SAI
SAI copied to clipboard
Update saistatus.h
These helper Macro's logic are not correct when _WIN32 is not #defined as is the case for all of our Sonic/BRCM based platforms. Therefore all SAI_STATUS_XXX error codes are negative due to "#define SAI_STATUS_CODE(S) (-(S))" operation. This result in incorrect helper error range checking. For example, SAI_STATUS_ATTR_NOT_IMPLEMENTED_0 is defined as value of -0x00030000L and SAI_STATUS_ATTR_NOT_IMPLEMENTED_MAX as -0x0003FFFFL. Assume the SAI returns error code of SAI_STATUS_ATTR_NOT_IMPLEMENTED_1 which is -0x00030001L (where SAI code should return SAI_STATUS_ATTR_NOT_IMPLEMENTED_0 + SAI_STATUS_CODE(1)). The old SAI_STATUS_IS_ATTR_NOT_IMPLEMENTED(-0x00030001L) macro would result in -0x00040000L == SAI_STATUS_ATTR_NOT_IMPLEMENTED_0 which is not true where SAI_STATUS_ATTR_NOT_IMPLEMENTED_0 is defined as -0x00030000L. The new helper macro will correct this logic. The new logic would work regardless #ifdef _WIN32 is defined or not.
can you add some unittesting to back this up?

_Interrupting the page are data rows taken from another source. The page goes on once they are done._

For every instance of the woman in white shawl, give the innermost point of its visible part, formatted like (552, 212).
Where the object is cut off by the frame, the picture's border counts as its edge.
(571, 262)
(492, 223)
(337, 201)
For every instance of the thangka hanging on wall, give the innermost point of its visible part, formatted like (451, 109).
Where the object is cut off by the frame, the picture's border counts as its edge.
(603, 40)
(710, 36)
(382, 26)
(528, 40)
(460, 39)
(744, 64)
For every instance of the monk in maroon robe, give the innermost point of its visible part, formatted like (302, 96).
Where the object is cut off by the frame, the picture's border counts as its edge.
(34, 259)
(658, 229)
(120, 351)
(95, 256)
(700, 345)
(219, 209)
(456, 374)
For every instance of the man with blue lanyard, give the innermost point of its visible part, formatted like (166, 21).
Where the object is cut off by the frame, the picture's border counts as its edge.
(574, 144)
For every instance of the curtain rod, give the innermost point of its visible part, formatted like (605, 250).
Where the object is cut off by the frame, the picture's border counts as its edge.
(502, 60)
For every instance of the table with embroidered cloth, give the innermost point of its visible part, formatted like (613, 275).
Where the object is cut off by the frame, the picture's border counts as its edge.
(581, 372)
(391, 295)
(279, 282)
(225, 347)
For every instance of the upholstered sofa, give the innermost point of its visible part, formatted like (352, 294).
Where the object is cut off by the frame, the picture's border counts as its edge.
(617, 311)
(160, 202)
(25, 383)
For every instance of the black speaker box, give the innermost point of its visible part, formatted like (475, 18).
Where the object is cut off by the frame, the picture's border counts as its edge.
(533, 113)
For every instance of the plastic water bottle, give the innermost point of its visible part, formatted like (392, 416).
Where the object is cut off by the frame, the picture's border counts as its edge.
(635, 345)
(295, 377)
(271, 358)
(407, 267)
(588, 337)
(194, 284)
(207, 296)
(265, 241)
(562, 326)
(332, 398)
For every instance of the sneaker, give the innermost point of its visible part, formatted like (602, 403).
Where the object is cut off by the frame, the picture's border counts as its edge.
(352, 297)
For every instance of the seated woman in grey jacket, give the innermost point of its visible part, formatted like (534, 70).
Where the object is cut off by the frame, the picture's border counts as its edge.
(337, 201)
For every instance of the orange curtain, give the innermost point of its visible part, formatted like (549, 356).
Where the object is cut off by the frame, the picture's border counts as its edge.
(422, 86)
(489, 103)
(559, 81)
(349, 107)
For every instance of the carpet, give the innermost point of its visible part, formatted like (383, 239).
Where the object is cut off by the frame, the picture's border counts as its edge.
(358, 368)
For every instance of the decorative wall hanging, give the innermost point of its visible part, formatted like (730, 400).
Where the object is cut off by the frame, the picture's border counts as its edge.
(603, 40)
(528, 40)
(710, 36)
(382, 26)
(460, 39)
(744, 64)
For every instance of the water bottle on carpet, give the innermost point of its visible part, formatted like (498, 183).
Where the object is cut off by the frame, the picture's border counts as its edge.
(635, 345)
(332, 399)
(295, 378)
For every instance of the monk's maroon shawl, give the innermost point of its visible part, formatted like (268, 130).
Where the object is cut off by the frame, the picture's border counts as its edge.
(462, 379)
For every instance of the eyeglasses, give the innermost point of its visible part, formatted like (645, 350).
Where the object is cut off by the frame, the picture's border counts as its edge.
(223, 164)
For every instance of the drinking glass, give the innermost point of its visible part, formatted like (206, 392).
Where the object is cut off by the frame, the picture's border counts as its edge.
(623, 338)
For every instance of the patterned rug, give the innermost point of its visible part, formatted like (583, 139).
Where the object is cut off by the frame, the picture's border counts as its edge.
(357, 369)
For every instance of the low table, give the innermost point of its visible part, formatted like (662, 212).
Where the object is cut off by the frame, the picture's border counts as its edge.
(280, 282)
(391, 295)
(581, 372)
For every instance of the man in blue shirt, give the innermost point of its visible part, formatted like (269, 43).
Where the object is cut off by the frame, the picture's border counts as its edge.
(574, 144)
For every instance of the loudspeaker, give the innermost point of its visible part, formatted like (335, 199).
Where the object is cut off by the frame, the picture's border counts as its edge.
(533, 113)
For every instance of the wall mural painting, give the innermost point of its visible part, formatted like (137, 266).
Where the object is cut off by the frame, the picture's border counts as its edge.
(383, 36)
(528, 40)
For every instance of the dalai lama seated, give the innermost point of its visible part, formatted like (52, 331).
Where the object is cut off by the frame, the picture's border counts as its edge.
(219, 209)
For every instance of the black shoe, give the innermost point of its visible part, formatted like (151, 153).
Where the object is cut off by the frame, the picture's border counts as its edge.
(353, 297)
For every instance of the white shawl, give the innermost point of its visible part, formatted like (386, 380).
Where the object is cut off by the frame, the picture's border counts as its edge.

The description has given an example which was actually the case we had issue in our local SAI code. By fixing the code logic to the new one presented in this code push, we had then the expected test result. Our changes before was confined to our local SAI implementation and did not made it to this SAI API .h file. Since Google complained about incorrect the SAI status error code issue where they also found out that the SAI should return (SAI_STATUS_ATTR_NOT_IMPLEMENTED_0 + SAI_STATUS_CODE(atrrib_idx) instead of (SAI_STATUS_ATTR_NOT_IMPLEMENTED_0 + attrib_idx), so we have to fix this in our SAI code. We have realized that the complete fix also need to include the changes of these helper macros if any one is using them. That led to this code pull request. Not sure what kind of UT you would like to be added here. I can write a stand alone test code to invoke both old and new macros and print out compare results to see which one meet the expectation if that what you want.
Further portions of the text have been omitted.